Studying long-term disorders of the brain can be difficult. The organ is inaccessible in vivo, while human neural tissue cultures can lack the persistence and fidelity to model chronic disease states. For researchers’ studying diseases such as Alzheimer’s or Parkinson’s, it can feel like poking around in the dark.
“If you look at the dearth of understanding of the brain in terms of severe diseases out there, drug affects, aging, you name it, there is no good test system today,” says David Kaplan, Ph.D., chair of the biomedical engineering department at Tufts University. “We need stuff.”
In a paper published recently in ACS Biomaterials Science & Engineering, Dr. Kaplan and his team detail a new tool they believe could fit the bill: A three-dimensional, human-derived neural tissue culture with unprecedented accessibility and longevity, suitable for studying everything from neurodegenerative diseases to long-term drug toxicity.

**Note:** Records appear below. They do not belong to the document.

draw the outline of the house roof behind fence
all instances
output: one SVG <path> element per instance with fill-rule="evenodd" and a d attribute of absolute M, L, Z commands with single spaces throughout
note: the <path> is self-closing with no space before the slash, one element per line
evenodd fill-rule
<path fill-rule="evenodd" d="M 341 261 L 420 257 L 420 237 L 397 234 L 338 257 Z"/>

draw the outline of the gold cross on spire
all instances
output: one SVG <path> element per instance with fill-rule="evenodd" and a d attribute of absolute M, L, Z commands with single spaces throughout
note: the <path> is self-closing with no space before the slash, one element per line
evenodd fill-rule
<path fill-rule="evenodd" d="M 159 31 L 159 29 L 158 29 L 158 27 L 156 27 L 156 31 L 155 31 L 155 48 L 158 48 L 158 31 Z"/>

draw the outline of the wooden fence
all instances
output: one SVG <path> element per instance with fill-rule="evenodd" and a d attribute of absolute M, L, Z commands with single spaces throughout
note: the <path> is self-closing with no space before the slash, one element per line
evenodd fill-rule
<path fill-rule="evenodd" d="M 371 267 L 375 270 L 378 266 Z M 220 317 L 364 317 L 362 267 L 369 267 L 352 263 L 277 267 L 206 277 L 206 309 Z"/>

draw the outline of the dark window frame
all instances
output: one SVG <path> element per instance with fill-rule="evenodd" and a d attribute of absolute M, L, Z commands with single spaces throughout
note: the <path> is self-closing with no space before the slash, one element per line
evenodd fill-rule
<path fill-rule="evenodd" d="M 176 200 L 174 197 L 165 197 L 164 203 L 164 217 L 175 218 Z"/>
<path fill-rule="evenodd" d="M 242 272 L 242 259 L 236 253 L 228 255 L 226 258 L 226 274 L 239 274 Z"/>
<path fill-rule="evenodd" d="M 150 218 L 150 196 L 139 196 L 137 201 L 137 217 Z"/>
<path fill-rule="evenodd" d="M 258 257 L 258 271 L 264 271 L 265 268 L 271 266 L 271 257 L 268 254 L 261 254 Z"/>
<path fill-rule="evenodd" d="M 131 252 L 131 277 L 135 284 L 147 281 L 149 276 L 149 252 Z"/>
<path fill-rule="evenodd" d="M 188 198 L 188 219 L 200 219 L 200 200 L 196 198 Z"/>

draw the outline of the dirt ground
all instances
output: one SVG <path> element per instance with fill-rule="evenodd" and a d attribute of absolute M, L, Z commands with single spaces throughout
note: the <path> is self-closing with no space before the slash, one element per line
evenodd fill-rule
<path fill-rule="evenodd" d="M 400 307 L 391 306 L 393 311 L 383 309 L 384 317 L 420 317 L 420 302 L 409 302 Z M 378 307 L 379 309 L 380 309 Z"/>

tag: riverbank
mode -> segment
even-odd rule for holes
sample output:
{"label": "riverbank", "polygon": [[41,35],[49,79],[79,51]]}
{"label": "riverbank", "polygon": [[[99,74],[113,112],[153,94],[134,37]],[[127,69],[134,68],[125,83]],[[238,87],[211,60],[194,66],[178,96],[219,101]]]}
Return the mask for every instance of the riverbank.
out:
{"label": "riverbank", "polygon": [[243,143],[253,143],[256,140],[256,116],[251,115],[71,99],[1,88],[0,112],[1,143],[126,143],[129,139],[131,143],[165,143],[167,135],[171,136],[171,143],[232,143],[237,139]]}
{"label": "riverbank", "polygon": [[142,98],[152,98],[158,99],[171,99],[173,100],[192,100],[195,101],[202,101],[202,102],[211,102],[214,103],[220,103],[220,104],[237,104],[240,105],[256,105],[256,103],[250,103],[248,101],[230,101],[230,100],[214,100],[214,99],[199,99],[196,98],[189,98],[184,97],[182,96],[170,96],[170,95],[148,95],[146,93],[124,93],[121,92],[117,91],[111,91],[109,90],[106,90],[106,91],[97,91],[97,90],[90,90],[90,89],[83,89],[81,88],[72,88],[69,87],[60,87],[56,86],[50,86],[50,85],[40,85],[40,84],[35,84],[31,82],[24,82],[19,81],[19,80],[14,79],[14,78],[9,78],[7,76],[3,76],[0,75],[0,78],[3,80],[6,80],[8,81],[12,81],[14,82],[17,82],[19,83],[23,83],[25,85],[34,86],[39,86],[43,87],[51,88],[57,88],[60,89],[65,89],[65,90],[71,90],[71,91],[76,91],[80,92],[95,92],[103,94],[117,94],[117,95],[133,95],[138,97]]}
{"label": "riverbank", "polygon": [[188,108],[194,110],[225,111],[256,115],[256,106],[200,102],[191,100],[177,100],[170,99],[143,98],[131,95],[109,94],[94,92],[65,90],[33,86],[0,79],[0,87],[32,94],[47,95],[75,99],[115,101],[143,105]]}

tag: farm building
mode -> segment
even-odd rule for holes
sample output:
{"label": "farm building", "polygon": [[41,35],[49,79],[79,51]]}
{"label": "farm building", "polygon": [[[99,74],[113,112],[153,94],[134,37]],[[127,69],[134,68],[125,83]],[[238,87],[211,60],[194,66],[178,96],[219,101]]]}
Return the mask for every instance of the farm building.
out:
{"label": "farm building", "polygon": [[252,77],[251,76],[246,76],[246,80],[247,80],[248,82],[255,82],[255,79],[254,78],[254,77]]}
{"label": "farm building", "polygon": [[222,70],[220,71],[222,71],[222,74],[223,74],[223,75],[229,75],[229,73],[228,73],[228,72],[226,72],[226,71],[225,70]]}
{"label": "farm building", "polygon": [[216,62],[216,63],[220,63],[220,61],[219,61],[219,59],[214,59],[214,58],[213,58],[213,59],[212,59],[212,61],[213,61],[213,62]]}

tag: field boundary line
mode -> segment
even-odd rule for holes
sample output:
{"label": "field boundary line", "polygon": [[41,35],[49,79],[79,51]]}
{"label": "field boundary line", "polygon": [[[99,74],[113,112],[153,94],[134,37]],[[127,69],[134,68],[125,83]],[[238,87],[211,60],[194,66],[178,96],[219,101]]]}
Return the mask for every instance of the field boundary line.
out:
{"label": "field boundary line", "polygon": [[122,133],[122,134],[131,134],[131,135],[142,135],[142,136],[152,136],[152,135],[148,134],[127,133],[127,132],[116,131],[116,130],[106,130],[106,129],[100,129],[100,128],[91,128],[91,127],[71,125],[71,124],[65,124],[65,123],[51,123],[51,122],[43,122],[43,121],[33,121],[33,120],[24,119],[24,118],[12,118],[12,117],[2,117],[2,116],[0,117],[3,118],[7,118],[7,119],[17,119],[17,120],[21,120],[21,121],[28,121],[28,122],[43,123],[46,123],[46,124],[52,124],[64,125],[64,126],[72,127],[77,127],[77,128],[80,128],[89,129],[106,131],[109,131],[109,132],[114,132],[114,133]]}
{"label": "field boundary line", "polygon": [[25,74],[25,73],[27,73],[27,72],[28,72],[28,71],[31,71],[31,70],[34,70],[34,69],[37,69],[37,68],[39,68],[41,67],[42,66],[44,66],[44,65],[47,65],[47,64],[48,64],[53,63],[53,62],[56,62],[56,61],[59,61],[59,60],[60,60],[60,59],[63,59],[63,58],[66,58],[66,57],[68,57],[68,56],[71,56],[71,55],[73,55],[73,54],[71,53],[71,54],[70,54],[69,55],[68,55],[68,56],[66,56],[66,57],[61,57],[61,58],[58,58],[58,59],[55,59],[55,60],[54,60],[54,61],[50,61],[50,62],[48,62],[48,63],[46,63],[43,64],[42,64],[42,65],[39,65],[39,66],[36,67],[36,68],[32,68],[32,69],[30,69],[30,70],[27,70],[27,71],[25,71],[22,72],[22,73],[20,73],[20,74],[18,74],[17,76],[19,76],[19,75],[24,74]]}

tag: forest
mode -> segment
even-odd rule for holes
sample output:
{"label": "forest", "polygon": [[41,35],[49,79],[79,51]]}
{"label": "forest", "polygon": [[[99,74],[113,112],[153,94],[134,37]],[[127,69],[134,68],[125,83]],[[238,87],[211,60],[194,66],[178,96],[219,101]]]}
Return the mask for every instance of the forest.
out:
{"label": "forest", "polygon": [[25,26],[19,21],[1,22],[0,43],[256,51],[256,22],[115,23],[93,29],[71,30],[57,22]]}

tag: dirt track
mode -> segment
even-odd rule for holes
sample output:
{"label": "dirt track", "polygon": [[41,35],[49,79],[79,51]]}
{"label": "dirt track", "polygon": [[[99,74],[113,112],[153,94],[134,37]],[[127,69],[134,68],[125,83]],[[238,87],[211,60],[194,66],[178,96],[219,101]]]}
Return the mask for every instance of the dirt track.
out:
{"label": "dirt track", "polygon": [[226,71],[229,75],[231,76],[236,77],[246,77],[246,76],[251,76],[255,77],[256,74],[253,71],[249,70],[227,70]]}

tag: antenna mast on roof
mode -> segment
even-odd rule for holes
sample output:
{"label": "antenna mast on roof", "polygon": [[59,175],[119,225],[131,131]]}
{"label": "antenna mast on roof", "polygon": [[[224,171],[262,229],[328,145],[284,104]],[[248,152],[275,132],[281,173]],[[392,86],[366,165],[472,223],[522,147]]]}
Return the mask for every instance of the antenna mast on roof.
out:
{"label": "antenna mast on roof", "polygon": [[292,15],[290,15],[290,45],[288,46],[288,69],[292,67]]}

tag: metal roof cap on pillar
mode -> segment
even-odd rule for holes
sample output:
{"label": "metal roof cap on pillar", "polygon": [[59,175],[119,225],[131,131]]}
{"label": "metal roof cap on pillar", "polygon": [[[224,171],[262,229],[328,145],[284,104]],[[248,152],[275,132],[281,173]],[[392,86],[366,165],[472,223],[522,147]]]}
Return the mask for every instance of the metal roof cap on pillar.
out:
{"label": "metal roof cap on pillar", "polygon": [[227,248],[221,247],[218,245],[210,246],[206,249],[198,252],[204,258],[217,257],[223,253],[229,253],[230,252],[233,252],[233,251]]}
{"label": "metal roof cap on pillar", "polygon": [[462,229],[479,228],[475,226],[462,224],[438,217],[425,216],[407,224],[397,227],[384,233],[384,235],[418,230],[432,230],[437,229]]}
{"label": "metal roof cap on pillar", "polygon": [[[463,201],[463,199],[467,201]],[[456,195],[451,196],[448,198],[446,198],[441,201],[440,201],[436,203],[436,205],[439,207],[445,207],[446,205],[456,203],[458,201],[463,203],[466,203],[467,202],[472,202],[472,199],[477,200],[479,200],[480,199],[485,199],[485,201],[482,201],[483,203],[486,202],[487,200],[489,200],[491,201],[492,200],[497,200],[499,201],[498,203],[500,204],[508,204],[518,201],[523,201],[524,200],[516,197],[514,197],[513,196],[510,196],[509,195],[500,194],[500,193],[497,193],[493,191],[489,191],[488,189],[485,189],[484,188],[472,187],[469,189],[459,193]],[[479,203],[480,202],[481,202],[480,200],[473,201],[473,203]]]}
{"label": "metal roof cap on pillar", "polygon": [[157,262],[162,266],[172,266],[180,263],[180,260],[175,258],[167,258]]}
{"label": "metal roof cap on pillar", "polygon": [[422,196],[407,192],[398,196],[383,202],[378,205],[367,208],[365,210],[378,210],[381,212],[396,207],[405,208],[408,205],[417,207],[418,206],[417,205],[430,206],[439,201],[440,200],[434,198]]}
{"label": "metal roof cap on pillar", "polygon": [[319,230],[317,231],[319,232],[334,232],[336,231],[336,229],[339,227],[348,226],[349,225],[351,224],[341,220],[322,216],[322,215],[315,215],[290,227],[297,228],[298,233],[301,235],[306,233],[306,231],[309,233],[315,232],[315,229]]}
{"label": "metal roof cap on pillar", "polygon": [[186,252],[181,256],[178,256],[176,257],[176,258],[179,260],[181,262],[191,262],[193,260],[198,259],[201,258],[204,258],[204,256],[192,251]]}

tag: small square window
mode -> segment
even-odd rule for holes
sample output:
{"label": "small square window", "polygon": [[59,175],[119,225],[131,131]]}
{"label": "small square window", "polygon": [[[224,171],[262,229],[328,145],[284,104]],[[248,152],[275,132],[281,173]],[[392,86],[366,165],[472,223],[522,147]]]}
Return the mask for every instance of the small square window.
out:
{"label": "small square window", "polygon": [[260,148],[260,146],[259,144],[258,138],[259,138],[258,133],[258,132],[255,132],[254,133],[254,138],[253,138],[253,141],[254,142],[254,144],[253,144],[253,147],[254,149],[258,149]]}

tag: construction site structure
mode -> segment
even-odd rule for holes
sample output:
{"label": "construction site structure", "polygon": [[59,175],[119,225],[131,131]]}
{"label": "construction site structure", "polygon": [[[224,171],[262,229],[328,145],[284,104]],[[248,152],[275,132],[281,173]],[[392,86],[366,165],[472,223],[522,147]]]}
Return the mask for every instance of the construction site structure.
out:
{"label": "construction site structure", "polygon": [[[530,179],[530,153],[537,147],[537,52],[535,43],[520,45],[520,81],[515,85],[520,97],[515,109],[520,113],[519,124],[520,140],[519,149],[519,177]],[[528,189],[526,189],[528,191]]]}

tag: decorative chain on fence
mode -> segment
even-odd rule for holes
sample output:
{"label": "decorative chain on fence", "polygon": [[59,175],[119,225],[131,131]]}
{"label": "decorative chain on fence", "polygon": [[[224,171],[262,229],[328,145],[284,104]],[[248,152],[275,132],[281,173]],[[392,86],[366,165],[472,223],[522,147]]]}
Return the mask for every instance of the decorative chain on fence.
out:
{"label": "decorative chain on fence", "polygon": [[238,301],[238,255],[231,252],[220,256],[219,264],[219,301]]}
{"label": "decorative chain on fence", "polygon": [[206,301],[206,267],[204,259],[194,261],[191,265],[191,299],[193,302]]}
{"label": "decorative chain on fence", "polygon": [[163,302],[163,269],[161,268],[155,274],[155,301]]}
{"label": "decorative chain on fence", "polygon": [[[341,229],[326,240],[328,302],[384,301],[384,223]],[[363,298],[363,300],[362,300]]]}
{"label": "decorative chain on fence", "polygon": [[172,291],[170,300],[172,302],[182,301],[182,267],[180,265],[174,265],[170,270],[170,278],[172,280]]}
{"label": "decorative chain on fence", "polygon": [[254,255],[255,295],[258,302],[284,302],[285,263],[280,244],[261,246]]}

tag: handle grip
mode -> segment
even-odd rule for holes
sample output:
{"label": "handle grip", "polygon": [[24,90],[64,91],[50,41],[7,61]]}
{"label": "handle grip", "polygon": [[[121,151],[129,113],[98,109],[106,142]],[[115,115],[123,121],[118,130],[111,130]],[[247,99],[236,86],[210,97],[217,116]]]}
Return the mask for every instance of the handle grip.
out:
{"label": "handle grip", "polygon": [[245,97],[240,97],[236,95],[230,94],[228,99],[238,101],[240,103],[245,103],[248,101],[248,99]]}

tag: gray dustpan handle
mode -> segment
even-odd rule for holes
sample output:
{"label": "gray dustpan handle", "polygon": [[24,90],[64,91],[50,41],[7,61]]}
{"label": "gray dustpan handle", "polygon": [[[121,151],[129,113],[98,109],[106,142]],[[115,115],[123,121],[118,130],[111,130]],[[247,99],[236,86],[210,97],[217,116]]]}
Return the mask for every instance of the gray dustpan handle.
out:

“We spent a couple of years developing the initial system, which we affectionately call the donut model, because it looks like a mini-donut,” Dr. Kaplan says. It’s a 10-millimeter or so diameter “ring of sponge and the center of the sponge is gel, and it’s a combination of my favorite proteins: collagen in the middle and silk on the ring.”
Initially developed with rodent neurons, the new publication describes the use of human-induced pluripotent stem cells, differentiated into a diverse population of cells, including both neurons and astrocytes, and arranged in a three-dimensional structure mimicking that of the brain, but accessible to researchers.
“The way we set up our system, the donut’s hole is an optically accessible part of the compartment, so you can get direct imaging of what’s happening metabolically, synapse-wise,” explains Dr. Kaplan.
This is in contrast to organoid approaches, he notes, which produce diverse cell populations similar to those of the human brain, but, being roughly spherical cluster of cells, are dense and inaccessible.
Standardization and Scaleup
Another issue with brain organoids is that it’s difficult to standardize and scale up production of these clumps of cells for widespread use, says Milica Radisic, Ph.D., a University of Toronto professor and biomedical engineering researcher who is familiar with but not involved in Kaplan’s team’s work.
“It’s a little bit of an art, you have to watch someone do it. It’s like artisan cell culture like you have artisan coffee, where they make it by hand as you wait,” she says. “We always argued that this field should move toward standardizing this better and taking the cases from bioengineering that have the strength of controlling their structures.”
Dr. Kaplan’s donut, with its supportive scaffolding of silk and collagen, is exactly the sort of bioengineering technique Dr. Radisic had in mind. “He was able to marry the biological fidelity of organoids, and the precision of biomaterials science,” a combination of techniques Dr. Radisic and her colleagues had envisioned and dubbed “synergistic engineering” in a 2017 paper in Cell Stem Cell. “I think David is going exactly where the field should go.”
And that engineering advance could impact multiple neuroscience related fields, according to Gordana Vuajak-Novakovich, Ph.D., a professor of biomedical engineering and medicine at Columbia University who has collaborated with Dr. Kaplan’s team. That’s because researchers won’t need to be an expert in the donut model in order to use it. “You don’t need to be super skilled as a biologist or engineer to use it,” she says. “The elegance and simplicity is one of the system’s advantages.”
Another advantage, Dr. Vuajak-Novakovich says, is that Dr. Kaplan’s team’s cultures are stable over long periods. At the time they wrote the paper, Dr. Kaplan’s 9-month-old cultures, but he noted some of those same cultures are now almost two years old.
“This is very important because it allows you to study physiology, to model diseases and model therapeutic regimes,” Dr. Vuajak-Novakovich continues.
Researchers could build a model of a disease of the brain from a patient’s own cells, with their specific genetics, she notes, something that could be particularly important in treating diseases such as brain cancer. “Glioblastoma is a horrible condition that is really not testable and there is a desperate need to be looking for other options,” points out Dr. Vuajak-Novakovich. “This would be exactly the application of this platform to modeling this disease.”
Dr. Kaplan’s team, it turns out, has a paper on a glioblastoma model using the donut system that is about to be sent out for review. “I think we will show with this model actually allows you to study these tumors in completely new ways we feel will finally let people figure out how to find good treatments,” he says.
The next steps for Dr. Kaplan are pretty clear. Pursue more funding to further develop the system. “This is very expensive work to do, as you can imagine.” Also, get neuroscience researchers using the system in their own work.
“We have probably half a dozen very active collaborations right now in specific area, but we would like to see them continue to blossom,” he says. “We would love to have folks who are excited about his come sit down with us. We would get them up to speed on this and let them go. We are ready today.”